On the other hand, competitors such as Zara have survived - and even thrived - within the indomitable credit crunch by producing the latest runway-inspired designs on a weekly cycle. Topshop has extended its offerings by bringing on notable designers including Richard Nicoll and Mary Katrantzou. H&M has teamed up with a myriad of well-known, high-end names for limited-edition, lustrous collections, including Maison Martin Margiela, Marni, Versace, Lanvin and Anna Dello Russo.
The hard work of these high-street companies has paid off; during the past quarter, sales at H&M rose by 15 per cent to 31.7 billion kronor (C$4.62 billion) across 2,575 stores. The company that owns Zara, Inditex, recently reported annual profits of £1.6 billion across its 5,527 stores worldwide, a rise of 11 per cent from the previous year. Similarly, as John Ibbotson, co-founder of Retail Vision, told The Independent recently, "High fashion brands such as Burberry are doing very well, as are low end, cheap and cheerful brands such as Primark."
In an attempt to claw its way back to a certain level of stability, Marks & Spencer has announced that its executive director of general merchandise, Kate Bostock, will be leaving the board in October. Belinda Earl, the former chief executive of Debenhams and then Jaeger, will be joining the company as part-time style director and John Dixon, who is attributed with the success of the Simply Food brand, is set to lead general merchandise.

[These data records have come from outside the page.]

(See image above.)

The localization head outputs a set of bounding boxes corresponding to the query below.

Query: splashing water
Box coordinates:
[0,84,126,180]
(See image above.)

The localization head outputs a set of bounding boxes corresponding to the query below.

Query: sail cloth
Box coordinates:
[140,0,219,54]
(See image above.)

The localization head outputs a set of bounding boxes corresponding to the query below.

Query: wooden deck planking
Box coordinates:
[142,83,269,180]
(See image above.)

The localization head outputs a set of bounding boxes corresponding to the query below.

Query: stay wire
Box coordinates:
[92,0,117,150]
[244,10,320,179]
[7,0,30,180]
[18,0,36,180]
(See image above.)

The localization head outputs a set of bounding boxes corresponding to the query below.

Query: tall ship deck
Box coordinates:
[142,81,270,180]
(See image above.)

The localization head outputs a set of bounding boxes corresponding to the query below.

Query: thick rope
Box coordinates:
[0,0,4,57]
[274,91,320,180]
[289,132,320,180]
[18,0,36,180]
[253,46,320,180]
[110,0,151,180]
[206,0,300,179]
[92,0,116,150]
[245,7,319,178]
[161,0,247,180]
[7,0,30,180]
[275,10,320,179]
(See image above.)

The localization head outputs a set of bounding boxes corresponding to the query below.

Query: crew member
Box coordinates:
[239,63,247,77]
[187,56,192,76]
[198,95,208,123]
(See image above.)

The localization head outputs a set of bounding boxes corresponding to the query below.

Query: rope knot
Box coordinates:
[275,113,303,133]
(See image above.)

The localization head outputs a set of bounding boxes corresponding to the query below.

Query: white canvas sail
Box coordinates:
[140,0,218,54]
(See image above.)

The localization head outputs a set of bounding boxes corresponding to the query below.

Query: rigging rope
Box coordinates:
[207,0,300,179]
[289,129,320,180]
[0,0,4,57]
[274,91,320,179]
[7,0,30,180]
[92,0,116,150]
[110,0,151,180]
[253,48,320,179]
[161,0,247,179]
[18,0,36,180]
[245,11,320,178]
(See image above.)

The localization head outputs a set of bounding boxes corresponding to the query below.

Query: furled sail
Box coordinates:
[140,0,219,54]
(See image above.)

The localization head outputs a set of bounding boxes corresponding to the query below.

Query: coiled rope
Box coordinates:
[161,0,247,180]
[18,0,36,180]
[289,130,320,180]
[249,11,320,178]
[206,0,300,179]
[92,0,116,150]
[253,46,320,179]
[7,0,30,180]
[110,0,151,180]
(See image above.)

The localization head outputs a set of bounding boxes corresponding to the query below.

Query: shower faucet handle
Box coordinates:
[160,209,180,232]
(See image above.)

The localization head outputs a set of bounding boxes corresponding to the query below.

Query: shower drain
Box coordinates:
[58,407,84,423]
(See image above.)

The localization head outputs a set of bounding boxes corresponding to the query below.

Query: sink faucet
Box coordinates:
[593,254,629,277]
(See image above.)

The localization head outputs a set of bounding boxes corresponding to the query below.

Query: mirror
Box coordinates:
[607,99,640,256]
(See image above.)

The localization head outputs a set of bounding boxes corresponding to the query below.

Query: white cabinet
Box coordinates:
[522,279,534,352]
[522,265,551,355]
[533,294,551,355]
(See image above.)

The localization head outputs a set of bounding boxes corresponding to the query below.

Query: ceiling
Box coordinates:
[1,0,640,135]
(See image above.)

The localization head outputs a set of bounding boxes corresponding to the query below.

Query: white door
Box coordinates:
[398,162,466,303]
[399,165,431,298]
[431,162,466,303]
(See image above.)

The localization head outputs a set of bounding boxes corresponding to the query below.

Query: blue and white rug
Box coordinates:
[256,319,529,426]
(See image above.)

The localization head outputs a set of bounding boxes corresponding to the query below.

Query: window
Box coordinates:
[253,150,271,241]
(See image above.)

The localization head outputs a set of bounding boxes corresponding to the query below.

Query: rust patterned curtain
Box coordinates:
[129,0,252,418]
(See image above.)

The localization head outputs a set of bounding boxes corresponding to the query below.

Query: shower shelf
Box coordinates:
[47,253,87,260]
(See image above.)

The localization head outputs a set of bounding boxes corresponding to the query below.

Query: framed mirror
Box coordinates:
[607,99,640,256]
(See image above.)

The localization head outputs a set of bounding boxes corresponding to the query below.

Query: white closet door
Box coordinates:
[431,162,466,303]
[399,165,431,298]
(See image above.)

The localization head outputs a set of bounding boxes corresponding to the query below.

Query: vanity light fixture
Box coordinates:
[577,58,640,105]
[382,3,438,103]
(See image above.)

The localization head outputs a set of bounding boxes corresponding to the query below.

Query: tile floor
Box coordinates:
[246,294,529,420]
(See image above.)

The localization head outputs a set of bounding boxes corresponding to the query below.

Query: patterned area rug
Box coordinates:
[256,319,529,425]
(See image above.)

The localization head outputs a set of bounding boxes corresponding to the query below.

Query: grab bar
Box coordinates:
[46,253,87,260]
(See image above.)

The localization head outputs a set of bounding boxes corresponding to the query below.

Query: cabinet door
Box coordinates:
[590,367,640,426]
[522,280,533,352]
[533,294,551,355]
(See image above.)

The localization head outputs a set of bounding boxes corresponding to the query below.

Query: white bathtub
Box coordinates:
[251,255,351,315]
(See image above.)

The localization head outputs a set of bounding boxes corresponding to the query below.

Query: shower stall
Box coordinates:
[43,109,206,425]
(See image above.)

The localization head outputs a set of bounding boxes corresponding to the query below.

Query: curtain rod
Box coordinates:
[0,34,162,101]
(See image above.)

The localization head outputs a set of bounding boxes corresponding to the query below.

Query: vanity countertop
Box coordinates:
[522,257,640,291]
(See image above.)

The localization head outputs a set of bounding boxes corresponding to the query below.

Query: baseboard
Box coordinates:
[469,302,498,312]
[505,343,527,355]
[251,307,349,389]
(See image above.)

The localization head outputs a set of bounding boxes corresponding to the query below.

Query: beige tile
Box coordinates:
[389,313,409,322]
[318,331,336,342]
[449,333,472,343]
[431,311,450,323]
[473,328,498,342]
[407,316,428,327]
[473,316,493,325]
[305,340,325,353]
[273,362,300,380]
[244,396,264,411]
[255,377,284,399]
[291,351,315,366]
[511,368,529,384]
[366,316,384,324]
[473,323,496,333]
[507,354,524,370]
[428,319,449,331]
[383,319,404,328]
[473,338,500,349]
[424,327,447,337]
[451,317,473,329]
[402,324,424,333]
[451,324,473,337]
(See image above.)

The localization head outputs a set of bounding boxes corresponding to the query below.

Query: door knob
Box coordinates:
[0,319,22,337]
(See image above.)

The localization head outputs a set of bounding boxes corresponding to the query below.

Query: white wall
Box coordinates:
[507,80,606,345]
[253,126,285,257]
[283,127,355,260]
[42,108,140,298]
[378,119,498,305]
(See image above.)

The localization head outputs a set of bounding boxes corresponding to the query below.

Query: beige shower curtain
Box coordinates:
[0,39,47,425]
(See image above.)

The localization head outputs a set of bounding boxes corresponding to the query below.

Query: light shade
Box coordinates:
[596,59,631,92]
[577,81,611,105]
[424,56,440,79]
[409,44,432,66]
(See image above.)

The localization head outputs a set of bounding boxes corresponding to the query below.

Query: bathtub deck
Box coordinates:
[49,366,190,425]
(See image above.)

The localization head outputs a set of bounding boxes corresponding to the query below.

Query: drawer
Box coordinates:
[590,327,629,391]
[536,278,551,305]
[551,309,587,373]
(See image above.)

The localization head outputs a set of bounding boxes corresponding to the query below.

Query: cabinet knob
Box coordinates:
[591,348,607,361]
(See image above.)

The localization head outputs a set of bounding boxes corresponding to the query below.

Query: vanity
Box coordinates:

However, is it too little, too late? Neil Saunders, managing director at analyst firm Conlumino, told The Independent that, "Turning around Marks & Spencer fashion is like turning around an oil tanker […] when you move over into clothing, it's very staid and it's difficult to see who it is being targeted at."
|M&S' new style director, Belinda Earl.
Sadly, despite spending my whole life growing up alongside the iconic brand, I can't help but agree. In such a tough financial and economic climate, having a solid reputation for quality and good value really is everything. As Benjamin Franklin once said, "It takes many good deeds to build a good reputation and only one bad one to lose it."
Marks & Spencer has had more than its fair share of knocks throughout a decade-long grace period, yet has made very few visible changes to its clothing lines. It has been given innumerable chances to turn things around and yet it has repeatedly allowed its collections to gather dust with its laurels and age alongside its loyal customers. I think it is fair to say that the clock is well and truly ticking until a takeover is announced - otherwise, it won't just be any old store being kicked off the British high street, it'll be an M&S store.